Мама скучала, прилетала в гости, когда была возможность. С мамой прилетал чемодан подарков и романсы. Не знаю, чего я ждала больше.
Параллельно со школой меня отдали в Дом пионеров, чтобы развитие ребенка, вернувшегося с уроков, не прерывалось ни на минуту. Я ходила в разные кружки, среди которых был и кружок пения.
И я пела. Громко и задорно.
И даже солировала.
«В горнице моей светло-о-о-о…»
Бабушка очень гордилась моими успехами, рассказывала маме по телефону о наших новостях.
Я подслушивала на параллельном телефоне в другой комнате. Мне было приятно слышать, как меня хвалят и как умиляется мама.
– И поет хорошо, – докладывала бабуся, – из всего хора ее выбрали, сначала вперед поставили, туда, где микрофоны, а потом даже сольную песню дали. Хвалят ее.
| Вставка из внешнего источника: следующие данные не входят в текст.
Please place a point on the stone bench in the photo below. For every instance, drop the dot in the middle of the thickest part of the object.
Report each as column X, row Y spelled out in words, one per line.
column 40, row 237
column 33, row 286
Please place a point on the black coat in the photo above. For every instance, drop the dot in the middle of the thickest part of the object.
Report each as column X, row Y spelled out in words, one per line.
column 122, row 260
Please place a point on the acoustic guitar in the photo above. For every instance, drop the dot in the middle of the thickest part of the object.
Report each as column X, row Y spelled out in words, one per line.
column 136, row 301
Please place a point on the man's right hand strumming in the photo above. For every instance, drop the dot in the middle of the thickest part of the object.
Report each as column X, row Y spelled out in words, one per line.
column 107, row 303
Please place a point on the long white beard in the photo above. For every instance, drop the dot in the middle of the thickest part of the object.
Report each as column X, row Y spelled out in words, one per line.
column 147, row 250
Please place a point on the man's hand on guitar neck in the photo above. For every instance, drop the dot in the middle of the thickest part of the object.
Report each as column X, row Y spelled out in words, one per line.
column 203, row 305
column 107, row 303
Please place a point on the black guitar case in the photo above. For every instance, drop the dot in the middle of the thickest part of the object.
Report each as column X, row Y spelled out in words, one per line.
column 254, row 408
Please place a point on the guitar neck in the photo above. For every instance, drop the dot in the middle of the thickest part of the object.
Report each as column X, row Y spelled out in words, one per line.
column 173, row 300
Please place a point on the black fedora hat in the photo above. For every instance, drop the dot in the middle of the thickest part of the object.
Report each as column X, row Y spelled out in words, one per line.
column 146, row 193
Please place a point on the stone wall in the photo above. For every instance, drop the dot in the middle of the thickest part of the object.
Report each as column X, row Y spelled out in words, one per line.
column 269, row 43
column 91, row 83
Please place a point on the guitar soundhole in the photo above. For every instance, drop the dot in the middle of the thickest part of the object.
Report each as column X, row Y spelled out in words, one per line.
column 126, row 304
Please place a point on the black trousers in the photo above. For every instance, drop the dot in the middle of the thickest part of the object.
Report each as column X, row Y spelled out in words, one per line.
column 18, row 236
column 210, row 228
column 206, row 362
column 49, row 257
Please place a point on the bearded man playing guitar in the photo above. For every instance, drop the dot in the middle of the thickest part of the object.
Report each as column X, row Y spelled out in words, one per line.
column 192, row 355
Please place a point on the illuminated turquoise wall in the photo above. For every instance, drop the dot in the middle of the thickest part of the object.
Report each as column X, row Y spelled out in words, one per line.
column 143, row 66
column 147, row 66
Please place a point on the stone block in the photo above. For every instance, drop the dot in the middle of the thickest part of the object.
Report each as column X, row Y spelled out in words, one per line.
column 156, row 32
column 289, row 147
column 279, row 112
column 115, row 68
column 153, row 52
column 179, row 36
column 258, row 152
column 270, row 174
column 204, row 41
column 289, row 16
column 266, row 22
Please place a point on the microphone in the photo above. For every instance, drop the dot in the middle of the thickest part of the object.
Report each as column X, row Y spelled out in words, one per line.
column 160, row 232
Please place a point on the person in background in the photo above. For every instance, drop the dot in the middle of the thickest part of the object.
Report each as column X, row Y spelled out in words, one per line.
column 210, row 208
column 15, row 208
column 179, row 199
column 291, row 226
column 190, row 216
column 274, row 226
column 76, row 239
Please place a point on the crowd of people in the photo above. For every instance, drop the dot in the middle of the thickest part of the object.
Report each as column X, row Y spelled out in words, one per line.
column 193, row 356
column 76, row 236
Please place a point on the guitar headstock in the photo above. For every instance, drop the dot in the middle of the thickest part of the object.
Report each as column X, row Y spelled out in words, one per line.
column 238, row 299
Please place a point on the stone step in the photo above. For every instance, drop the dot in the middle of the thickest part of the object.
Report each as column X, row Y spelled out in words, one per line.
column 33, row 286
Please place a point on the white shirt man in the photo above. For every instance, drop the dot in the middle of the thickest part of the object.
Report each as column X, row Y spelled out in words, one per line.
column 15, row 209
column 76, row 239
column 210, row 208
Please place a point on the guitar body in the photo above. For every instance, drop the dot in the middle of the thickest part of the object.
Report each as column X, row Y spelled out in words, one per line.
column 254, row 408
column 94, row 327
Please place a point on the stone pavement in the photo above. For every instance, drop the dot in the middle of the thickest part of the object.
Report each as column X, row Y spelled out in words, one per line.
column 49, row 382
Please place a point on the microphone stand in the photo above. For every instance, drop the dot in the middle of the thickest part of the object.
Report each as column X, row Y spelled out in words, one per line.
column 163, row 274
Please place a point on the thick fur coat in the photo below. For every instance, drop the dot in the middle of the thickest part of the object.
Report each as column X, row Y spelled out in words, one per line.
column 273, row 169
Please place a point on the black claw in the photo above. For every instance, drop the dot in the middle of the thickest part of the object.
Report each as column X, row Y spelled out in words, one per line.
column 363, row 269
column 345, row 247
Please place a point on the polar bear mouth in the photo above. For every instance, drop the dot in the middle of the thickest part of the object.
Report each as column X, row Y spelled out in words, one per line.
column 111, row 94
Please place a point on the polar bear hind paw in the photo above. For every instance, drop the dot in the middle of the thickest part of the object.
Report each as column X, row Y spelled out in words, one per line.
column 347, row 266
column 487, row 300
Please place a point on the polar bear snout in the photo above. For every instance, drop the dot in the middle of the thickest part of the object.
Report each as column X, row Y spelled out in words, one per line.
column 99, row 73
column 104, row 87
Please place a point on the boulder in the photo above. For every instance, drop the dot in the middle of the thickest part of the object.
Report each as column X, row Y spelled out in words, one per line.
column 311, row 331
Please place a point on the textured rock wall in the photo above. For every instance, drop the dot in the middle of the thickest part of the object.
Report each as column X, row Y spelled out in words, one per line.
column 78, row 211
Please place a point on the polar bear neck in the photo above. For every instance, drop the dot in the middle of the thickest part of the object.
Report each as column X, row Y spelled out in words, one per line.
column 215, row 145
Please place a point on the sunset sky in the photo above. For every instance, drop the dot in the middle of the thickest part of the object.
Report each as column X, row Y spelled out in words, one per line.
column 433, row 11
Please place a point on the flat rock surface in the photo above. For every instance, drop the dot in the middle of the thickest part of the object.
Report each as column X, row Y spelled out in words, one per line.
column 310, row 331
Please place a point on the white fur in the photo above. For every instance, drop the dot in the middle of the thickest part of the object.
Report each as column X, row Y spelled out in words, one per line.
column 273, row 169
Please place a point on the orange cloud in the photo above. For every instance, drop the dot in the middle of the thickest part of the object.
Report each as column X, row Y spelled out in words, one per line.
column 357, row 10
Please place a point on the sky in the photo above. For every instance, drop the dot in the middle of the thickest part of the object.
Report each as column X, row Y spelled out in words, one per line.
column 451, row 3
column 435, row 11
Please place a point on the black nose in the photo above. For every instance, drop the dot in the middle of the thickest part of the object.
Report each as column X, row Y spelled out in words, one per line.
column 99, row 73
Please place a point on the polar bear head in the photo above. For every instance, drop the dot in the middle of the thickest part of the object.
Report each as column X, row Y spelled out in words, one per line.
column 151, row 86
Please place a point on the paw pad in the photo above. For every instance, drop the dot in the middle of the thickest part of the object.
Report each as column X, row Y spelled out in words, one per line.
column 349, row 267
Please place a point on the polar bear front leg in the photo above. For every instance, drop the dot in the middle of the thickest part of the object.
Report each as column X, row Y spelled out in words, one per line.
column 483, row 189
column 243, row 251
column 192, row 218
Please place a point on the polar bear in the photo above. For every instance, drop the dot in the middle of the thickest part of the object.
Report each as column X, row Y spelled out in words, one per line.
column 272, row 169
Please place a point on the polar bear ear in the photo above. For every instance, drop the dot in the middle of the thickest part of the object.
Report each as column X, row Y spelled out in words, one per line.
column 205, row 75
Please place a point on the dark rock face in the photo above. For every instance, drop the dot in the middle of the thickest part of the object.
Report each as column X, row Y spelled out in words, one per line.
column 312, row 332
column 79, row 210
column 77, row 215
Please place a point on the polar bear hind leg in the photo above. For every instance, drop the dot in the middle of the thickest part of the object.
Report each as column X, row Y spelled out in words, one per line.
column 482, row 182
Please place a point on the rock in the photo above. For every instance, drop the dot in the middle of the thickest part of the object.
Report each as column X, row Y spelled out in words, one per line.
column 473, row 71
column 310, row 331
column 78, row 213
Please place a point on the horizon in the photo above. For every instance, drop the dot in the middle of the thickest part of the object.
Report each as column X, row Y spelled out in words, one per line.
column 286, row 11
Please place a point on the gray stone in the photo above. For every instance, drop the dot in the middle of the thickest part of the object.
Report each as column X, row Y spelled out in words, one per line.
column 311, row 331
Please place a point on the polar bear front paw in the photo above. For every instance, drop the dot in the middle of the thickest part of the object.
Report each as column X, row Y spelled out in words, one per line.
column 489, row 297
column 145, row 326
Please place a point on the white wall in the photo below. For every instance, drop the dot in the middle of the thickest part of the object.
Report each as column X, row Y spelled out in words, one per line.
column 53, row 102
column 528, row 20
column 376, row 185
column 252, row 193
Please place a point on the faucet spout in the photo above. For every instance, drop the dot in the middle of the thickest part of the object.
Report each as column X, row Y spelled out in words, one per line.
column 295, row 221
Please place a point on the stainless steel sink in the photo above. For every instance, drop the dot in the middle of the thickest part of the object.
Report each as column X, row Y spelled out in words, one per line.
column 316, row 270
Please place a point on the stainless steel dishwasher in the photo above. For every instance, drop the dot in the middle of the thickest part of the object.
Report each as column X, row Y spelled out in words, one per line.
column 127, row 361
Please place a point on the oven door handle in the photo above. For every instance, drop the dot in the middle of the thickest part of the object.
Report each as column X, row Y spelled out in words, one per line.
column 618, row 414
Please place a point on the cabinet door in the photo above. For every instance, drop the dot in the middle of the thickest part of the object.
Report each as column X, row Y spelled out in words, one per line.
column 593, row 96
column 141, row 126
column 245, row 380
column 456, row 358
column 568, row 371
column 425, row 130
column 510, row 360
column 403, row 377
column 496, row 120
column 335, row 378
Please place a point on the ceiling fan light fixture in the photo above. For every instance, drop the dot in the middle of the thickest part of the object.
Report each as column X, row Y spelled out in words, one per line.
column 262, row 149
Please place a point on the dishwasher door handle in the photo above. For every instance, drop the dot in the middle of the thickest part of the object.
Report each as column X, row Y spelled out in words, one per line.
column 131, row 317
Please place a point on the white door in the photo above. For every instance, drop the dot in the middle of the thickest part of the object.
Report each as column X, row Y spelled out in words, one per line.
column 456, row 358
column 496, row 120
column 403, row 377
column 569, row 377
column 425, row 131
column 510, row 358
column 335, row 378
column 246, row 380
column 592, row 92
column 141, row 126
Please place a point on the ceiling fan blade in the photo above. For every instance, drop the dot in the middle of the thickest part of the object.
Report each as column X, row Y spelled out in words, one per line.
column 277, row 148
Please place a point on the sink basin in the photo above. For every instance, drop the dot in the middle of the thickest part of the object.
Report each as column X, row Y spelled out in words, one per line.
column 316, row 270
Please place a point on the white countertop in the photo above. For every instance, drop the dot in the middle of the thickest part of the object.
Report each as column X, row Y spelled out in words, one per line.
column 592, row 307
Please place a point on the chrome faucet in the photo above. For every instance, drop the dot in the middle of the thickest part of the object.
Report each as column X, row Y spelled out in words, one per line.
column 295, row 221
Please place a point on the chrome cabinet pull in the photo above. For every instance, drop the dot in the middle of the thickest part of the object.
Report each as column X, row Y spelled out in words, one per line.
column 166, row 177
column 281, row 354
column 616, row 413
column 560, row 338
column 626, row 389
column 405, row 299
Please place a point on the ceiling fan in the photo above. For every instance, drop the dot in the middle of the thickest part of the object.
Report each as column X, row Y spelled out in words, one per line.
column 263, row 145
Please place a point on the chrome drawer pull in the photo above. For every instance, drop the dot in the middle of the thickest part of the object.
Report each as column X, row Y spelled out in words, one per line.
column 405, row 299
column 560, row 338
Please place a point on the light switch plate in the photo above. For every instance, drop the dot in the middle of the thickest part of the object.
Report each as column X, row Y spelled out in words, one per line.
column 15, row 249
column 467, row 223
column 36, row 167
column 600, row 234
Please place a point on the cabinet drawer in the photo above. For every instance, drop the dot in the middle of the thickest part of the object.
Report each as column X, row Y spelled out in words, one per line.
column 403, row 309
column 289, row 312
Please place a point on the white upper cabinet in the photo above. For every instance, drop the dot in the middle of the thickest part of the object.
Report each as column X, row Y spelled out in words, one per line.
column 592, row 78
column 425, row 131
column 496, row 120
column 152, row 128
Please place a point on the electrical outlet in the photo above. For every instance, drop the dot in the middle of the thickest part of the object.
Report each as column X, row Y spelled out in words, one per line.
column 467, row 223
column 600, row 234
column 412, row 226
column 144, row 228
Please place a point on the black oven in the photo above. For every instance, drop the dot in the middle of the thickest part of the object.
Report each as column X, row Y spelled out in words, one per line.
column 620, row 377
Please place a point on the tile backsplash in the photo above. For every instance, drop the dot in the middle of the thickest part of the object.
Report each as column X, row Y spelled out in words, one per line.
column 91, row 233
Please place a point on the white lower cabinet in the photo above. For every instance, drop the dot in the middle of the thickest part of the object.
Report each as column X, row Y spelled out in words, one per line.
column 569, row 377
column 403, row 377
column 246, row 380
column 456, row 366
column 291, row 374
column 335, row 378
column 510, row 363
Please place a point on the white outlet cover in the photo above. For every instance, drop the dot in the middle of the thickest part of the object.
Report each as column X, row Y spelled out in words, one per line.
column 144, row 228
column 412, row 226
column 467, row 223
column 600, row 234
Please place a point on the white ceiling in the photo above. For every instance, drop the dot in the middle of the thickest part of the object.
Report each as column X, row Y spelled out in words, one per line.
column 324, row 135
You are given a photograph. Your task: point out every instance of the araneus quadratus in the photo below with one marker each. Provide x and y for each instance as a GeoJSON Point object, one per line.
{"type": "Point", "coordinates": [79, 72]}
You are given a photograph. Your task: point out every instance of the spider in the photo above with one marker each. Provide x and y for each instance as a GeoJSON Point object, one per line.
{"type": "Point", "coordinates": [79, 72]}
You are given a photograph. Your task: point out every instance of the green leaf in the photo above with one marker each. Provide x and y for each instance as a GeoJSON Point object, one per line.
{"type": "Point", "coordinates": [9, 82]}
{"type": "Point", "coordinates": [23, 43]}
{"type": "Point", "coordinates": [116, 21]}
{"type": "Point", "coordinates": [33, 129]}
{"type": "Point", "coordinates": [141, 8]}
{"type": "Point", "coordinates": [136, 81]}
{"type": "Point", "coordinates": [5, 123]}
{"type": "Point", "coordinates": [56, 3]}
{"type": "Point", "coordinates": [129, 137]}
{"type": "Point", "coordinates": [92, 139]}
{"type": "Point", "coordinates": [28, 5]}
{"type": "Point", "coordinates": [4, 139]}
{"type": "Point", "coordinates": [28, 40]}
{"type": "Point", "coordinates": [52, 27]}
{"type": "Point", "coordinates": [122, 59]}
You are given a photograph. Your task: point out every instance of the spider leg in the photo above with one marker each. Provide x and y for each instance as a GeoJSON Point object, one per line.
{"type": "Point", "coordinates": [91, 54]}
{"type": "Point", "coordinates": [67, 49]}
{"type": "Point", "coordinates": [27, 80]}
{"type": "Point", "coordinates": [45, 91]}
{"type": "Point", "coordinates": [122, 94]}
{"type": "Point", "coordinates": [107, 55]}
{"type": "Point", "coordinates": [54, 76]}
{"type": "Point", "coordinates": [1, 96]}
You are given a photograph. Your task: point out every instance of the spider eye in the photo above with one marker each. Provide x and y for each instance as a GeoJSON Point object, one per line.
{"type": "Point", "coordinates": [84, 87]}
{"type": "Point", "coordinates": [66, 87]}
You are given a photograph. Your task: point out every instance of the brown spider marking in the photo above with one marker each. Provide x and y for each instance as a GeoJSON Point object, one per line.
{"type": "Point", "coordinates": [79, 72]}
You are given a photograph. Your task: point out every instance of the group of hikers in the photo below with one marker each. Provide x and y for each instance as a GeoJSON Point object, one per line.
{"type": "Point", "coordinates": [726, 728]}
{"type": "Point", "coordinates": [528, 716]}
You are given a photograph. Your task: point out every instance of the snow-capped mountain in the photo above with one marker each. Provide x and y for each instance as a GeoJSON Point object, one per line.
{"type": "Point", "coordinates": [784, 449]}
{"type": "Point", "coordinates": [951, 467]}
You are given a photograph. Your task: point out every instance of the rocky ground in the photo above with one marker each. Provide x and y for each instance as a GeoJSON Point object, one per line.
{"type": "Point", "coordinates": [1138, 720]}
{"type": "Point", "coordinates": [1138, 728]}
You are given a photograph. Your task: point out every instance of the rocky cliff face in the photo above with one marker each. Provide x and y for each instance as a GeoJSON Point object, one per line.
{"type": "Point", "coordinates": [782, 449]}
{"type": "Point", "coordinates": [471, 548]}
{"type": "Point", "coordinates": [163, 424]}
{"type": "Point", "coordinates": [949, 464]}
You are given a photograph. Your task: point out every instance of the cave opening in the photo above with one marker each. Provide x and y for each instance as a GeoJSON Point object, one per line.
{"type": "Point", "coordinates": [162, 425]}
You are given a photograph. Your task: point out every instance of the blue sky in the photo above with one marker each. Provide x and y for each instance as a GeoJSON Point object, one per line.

– Ой, ну ладно уж… – сказала мама, – льстят. Я слышала, как она поет. Там нет ни слуха, ни голоса. Ей говорить этого не надо, но и обнадеживать ребенка без голоса тем, что он отлично поет, как-то неправильно.
Я помню, как тихо положила трубку. Так, чтобы никто не знал, что я все слышала.
Я положила трубку и… завязала с пением. Просто отказалась ходить. Сначала сказала, что у меня болит горло, потом, что мне совсем не нравится петь, а потом, что я просто не хочу.
– Почему? – спросила бабушка.
– Потому что у меня нет ни слуха, ни голоса, а все вокруг врут, что есть, лицемерно хвалят, а сами смеются надо мной.
Бабушка смотрела на меня долго и озадаченно, а потом разрешила не ходить в кружок.
Прошли годы. Мне лет восемнадцать. Я уже живу с родителями в Москве (бабушки и дедушки больше нет).
Отпрашиваюсь у мамы на дачу к друзьям с ночевкой.
– Мам, это ж здорово. Ночь, гитара, песни у костра…
– Только ты не вздумай петь, – говорит вдруг мама. – Испортишь о себе впечатление.
На самом деле, мама не желала мне зла и очень меня любила. И она разбиралась в пении и, вероятно, честно хотела спасти мою репутацию от позора.
Но я и не собиралась становиться певицей, я просто хотела петь. В ду́ше или у костра с друзьями.
Не чтобы поражать всех силой своего голоса, а чтобы просто получать удовольствие от пения, ведь это такая доступная, встроенная в каждого человека опция, а не только в Аллу Пугачеву и мою маму.